How many grams of Calcium Chloride can be formed by reacting 50.05 g of Calcium carbonate with 900.00 ml of .8000 M hydrochloric acid
To determine the grams of Calcium Chloride (CaCl2) formed from the reaction between Calcium Carbonate (CaCO3) and hydrochloric acid (HCl), we need to follow a few steps.
Step 1: Write the balanced chemical equation for the reaction:
CaCO3 + 2HCl -> CaCl2 + CO2 + H2O
Step 2: Calculate the number of moles of CaCO3:
We can use the formula n = m/M, where n is the number of moles, m is the mass, and M is the molar mass.
Given that the mass of CaCO3 is 50.05 grams and its molar mass is 100.09 g/mol:
n(CaCO3) = 50.05 g / 100.09 g/mol
n(CaCO3) ≈ 0.500 mol
Step 3: Determine the limiting reactant:
To find the limiting reactant, we compare the moles of CaCO3 to HCl using the stoichiometry of the balanced equation.

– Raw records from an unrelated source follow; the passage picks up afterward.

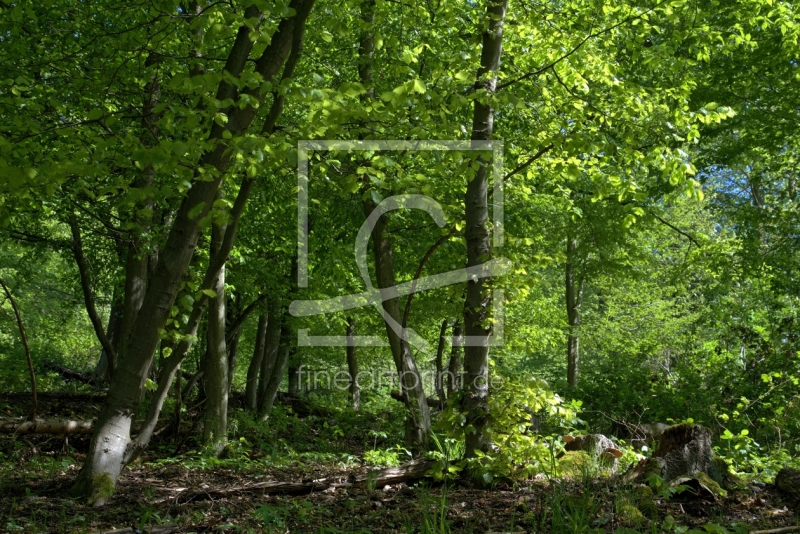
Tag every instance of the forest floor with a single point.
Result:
(190, 492)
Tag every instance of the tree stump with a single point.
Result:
(788, 481)
(683, 451)
(686, 450)
(596, 445)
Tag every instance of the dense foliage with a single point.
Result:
(645, 160)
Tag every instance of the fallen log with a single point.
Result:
(164, 529)
(45, 426)
(393, 475)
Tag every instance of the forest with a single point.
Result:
(400, 266)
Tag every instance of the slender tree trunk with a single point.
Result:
(232, 333)
(278, 370)
(111, 439)
(478, 299)
(24, 338)
(454, 368)
(574, 297)
(418, 425)
(88, 294)
(102, 370)
(295, 365)
(137, 262)
(271, 352)
(440, 373)
(251, 388)
(352, 363)
(233, 355)
(172, 364)
(215, 368)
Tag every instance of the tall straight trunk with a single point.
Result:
(440, 373)
(476, 206)
(418, 423)
(138, 268)
(171, 366)
(295, 365)
(233, 330)
(352, 363)
(271, 351)
(88, 295)
(251, 388)
(233, 355)
(215, 368)
(102, 370)
(108, 449)
(573, 298)
(454, 368)
(278, 370)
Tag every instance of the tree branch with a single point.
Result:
(25, 343)
(86, 285)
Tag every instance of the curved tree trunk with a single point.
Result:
(478, 299)
(108, 449)
(215, 365)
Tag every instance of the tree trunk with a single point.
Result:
(233, 355)
(172, 364)
(454, 368)
(102, 370)
(478, 299)
(88, 296)
(107, 451)
(251, 388)
(24, 338)
(418, 425)
(276, 377)
(352, 363)
(215, 368)
(440, 373)
(295, 366)
(45, 426)
(574, 297)
(271, 351)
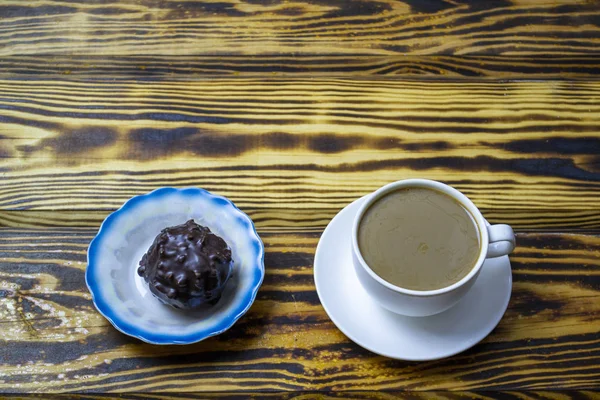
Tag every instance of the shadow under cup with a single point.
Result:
(428, 302)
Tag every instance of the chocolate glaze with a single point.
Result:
(187, 266)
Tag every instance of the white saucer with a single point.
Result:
(405, 338)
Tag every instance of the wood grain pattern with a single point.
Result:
(300, 27)
(333, 395)
(292, 152)
(548, 338)
(407, 65)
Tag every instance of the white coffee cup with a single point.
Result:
(495, 240)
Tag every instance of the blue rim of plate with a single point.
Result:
(132, 330)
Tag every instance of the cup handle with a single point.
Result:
(501, 242)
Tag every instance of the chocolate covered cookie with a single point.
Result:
(187, 266)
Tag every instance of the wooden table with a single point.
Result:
(293, 109)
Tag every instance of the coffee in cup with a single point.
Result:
(418, 246)
(419, 238)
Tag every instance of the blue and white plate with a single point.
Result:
(123, 297)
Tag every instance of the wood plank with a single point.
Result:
(54, 340)
(292, 152)
(391, 66)
(353, 28)
(332, 395)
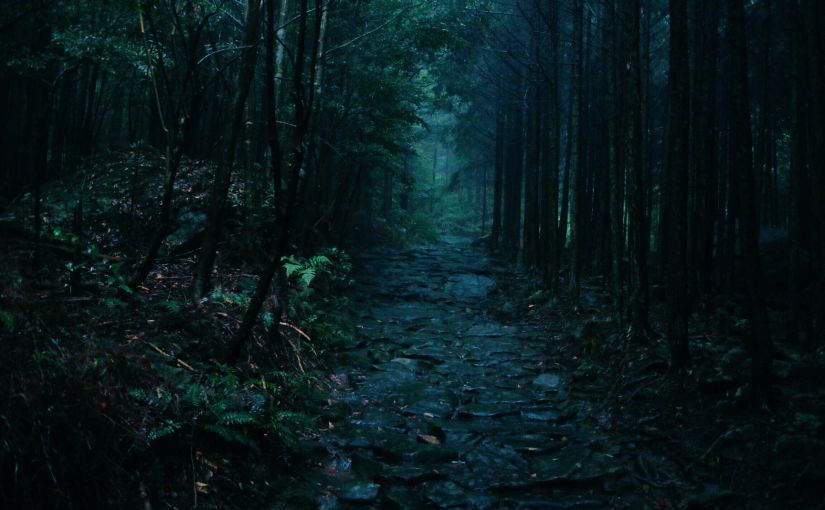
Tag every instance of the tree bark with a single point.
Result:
(495, 232)
(759, 336)
(678, 310)
(223, 172)
(638, 327)
(616, 180)
(550, 168)
(575, 158)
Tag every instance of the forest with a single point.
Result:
(481, 254)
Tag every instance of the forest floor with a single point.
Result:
(467, 388)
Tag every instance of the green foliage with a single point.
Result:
(243, 414)
(307, 269)
(7, 319)
(317, 302)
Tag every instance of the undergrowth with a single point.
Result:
(116, 399)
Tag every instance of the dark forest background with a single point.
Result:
(224, 152)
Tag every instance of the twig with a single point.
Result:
(296, 329)
(718, 439)
(185, 365)
(155, 347)
(182, 363)
(297, 355)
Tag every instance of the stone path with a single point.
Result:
(440, 406)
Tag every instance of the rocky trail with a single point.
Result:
(444, 402)
(444, 407)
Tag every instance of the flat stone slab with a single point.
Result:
(486, 411)
(559, 465)
(547, 381)
(359, 493)
(445, 494)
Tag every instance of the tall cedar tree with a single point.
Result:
(678, 310)
(575, 158)
(637, 312)
(741, 160)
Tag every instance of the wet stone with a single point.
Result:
(458, 369)
(540, 414)
(559, 465)
(416, 366)
(430, 409)
(379, 419)
(486, 411)
(547, 381)
(409, 475)
(397, 498)
(359, 493)
(530, 444)
(444, 494)
(497, 459)
(364, 463)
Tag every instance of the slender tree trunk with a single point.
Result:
(812, 16)
(495, 232)
(759, 337)
(533, 147)
(638, 326)
(550, 188)
(223, 172)
(706, 154)
(386, 209)
(575, 158)
(616, 180)
(798, 169)
(302, 117)
(760, 162)
(678, 310)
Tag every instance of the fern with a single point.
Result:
(171, 306)
(164, 429)
(194, 396)
(114, 303)
(231, 435)
(238, 418)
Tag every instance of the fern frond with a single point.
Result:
(164, 429)
(238, 418)
(231, 435)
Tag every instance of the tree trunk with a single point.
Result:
(223, 172)
(550, 168)
(302, 117)
(616, 180)
(798, 169)
(495, 232)
(533, 147)
(759, 335)
(816, 160)
(706, 154)
(575, 158)
(638, 326)
(678, 310)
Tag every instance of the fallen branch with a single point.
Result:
(297, 355)
(70, 247)
(296, 329)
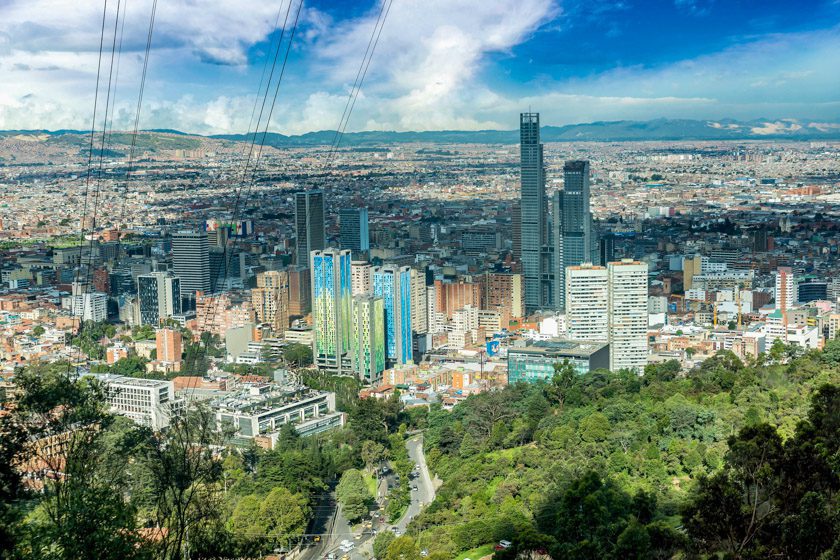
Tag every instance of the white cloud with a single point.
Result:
(429, 71)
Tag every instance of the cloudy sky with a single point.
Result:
(440, 64)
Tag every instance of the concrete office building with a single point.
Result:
(353, 229)
(270, 300)
(159, 297)
(309, 225)
(191, 262)
(169, 345)
(572, 237)
(628, 315)
(148, 402)
(532, 222)
(587, 303)
(536, 361)
(785, 288)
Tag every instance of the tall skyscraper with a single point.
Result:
(533, 208)
(159, 294)
(587, 303)
(361, 272)
(300, 291)
(309, 224)
(785, 288)
(628, 291)
(419, 319)
(353, 229)
(270, 300)
(368, 344)
(573, 243)
(332, 302)
(191, 262)
(393, 285)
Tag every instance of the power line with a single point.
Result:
(87, 178)
(237, 200)
(360, 78)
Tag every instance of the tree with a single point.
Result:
(372, 454)
(82, 513)
(381, 543)
(353, 495)
(298, 354)
(402, 548)
(562, 382)
(283, 516)
(633, 542)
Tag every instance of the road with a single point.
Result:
(331, 522)
(425, 492)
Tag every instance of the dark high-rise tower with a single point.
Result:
(574, 227)
(533, 207)
(191, 262)
(309, 224)
(353, 229)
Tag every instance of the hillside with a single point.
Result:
(615, 466)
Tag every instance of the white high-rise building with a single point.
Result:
(587, 303)
(419, 308)
(360, 275)
(628, 315)
(159, 296)
(785, 288)
(90, 306)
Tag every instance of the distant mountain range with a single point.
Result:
(614, 131)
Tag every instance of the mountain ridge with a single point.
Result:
(599, 131)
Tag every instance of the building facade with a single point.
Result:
(368, 344)
(353, 229)
(628, 315)
(191, 262)
(532, 222)
(309, 225)
(332, 301)
(587, 303)
(159, 297)
(393, 285)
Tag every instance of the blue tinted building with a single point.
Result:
(393, 285)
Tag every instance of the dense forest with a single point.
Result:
(733, 459)
(109, 489)
(727, 460)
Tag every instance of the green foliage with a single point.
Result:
(353, 495)
(299, 355)
(601, 465)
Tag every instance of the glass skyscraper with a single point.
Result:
(393, 285)
(332, 302)
(368, 344)
(532, 207)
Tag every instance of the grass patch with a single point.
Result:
(476, 553)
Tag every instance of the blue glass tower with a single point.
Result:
(393, 285)
(332, 308)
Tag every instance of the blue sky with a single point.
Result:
(440, 64)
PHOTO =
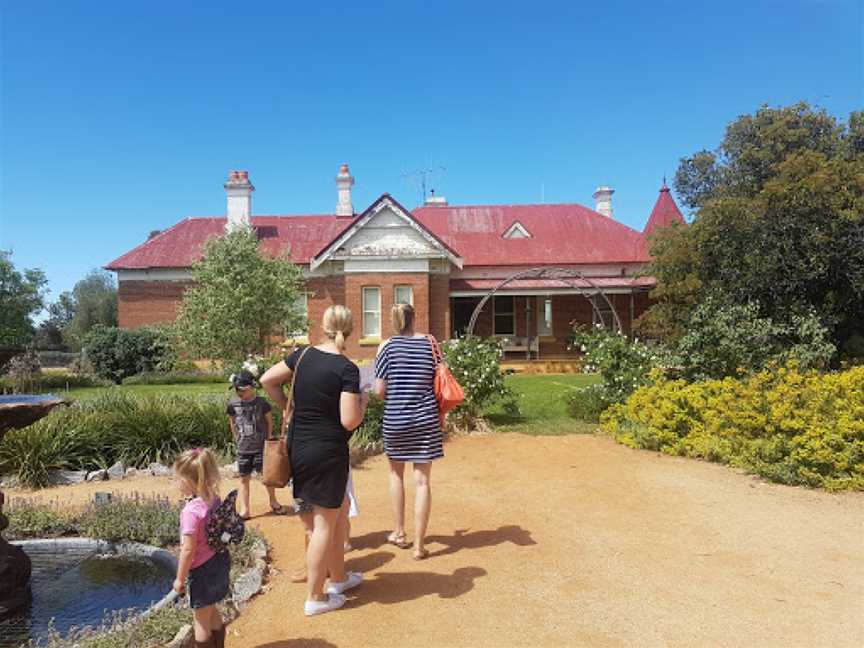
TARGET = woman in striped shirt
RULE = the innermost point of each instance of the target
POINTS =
(405, 372)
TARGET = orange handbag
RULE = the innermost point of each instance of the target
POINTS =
(448, 392)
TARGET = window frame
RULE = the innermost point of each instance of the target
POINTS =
(396, 293)
(496, 314)
(542, 331)
(368, 334)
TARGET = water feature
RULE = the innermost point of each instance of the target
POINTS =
(79, 584)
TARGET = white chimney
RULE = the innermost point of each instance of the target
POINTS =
(603, 200)
(239, 191)
(344, 206)
(435, 201)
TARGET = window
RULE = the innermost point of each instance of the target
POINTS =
(544, 316)
(371, 312)
(505, 315)
(301, 310)
(601, 313)
(403, 295)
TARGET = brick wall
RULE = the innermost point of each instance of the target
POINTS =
(148, 302)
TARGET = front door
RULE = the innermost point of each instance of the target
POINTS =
(463, 308)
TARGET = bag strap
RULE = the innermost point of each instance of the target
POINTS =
(291, 393)
(437, 358)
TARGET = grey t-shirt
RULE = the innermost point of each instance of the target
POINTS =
(250, 423)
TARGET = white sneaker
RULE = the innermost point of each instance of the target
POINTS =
(333, 602)
(353, 580)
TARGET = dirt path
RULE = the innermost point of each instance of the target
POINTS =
(577, 541)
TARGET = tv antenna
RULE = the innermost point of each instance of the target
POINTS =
(424, 178)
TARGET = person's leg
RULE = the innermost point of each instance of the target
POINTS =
(324, 526)
(299, 574)
(336, 558)
(397, 499)
(217, 628)
(201, 618)
(244, 495)
(422, 506)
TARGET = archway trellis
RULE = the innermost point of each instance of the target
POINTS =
(569, 276)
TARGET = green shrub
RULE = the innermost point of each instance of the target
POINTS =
(175, 378)
(29, 519)
(624, 364)
(476, 365)
(587, 403)
(117, 353)
(788, 425)
(147, 520)
(93, 434)
(370, 435)
(733, 340)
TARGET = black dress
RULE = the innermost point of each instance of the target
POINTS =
(319, 443)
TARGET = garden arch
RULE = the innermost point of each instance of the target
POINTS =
(568, 276)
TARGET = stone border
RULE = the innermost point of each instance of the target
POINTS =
(161, 557)
(243, 589)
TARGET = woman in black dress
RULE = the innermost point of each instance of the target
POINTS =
(328, 407)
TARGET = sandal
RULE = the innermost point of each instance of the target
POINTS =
(399, 540)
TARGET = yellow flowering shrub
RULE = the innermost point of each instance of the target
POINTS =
(788, 425)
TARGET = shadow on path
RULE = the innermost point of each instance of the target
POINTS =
(463, 539)
(388, 588)
(298, 643)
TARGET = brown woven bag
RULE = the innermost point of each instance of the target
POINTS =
(277, 457)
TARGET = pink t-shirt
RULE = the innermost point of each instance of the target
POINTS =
(193, 521)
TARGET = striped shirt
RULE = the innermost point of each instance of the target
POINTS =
(412, 427)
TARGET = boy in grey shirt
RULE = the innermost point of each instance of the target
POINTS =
(251, 423)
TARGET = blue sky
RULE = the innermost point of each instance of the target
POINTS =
(121, 118)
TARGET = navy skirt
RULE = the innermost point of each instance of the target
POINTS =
(209, 582)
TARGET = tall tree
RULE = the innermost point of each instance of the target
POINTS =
(93, 303)
(22, 296)
(779, 222)
(240, 300)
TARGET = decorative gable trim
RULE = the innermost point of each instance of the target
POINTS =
(332, 250)
(516, 231)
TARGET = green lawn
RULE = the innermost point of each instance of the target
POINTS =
(542, 398)
(219, 389)
(543, 402)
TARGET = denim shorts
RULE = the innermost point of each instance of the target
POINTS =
(209, 582)
(246, 463)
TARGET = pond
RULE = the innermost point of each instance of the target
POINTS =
(76, 587)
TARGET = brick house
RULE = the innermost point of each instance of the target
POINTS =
(441, 258)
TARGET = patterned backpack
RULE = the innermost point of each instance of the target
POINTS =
(224, 524)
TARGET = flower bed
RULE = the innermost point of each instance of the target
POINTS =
(790, 426)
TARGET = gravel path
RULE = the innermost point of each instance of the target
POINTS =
(575, 541)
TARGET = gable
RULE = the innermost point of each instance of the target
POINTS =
(385, 231)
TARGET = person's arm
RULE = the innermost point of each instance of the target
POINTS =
(352, 409)
(272, 381)
(187, 556)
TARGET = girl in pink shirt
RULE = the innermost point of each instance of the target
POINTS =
(207, 570)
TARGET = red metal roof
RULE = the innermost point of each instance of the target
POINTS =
(567, 234)
(182, 245)
(553, 284)
(560, 234)
(665, 212)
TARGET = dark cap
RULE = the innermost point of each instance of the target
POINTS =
(243, 380)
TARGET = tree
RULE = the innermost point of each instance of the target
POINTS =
(92, 303)
(779, 222)
(21, 296)
(240, 300)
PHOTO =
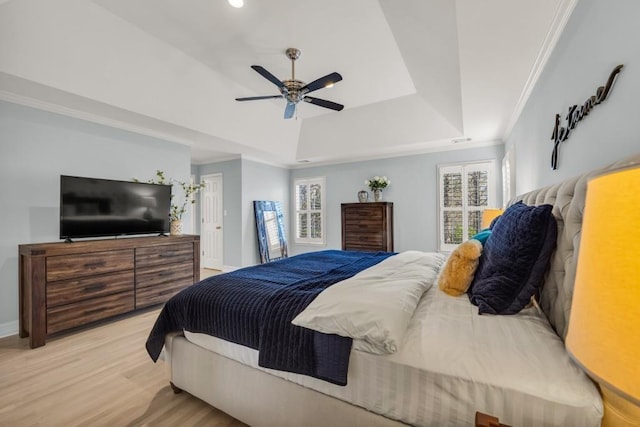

From the balanced equation, we can see that 1 mole of CaCO3 reacts with 2 moles of HCl to form 1 mole of CaCl2.
So, the moles of HCl needed to react with the given amount of CaCO3 can be calculated as follows:
n(HCl) = 0.500 mol CaCO3 * (2 mol HCl / 1 mol CaCO3)
n(HCl) = 1.000 mol
However, we need to convert the given volume of HCl solution (900.00 mL) into moles. Since the concentration of the HCl solution is given as 0.8000 M (moles per liter), we have:
n(HCl) = 0.8000 mol/L * 0.90000 L
n(HCl) = 0.720 mol
From the comparison, we can see that 0.720 mol of HCl is the limiting reactant because it is lower than the moles of CaCO3.
Step 4: Calculate the moles and then grams of CaCl2 produced:
Using the stoichiometry relationship, we know that for every 2 moles of HCl reacted, 1 mole of CaCl2 is produced. Therefore, the moles of CaCl2 produced can be calculated as follows:
n(CaCl2) = 0.720 mol HCl * (1 mol CaCl2 / 2 mol HCl)
n(CaCl2) = 0.360 mol
Finally, we can calculate the mass of CaCl2 using the molar mass of CaCl2, which is 110.98 g/mol:
m(CaCl2) = n(CaCl2) * M(CaCl2)
m(CaCl2) = 0.360 mol * 110.98 g/mol
m(CaCl2) ≈ 39.87 g
So, approximately 39.87 grams of Calcium Chloride (CaCl2) can be formed by reacting 50.05 grams of Calcium Carbonate (CaCO3) with 900.00 mL of 0.8000 M hydrochloric acid (HCl).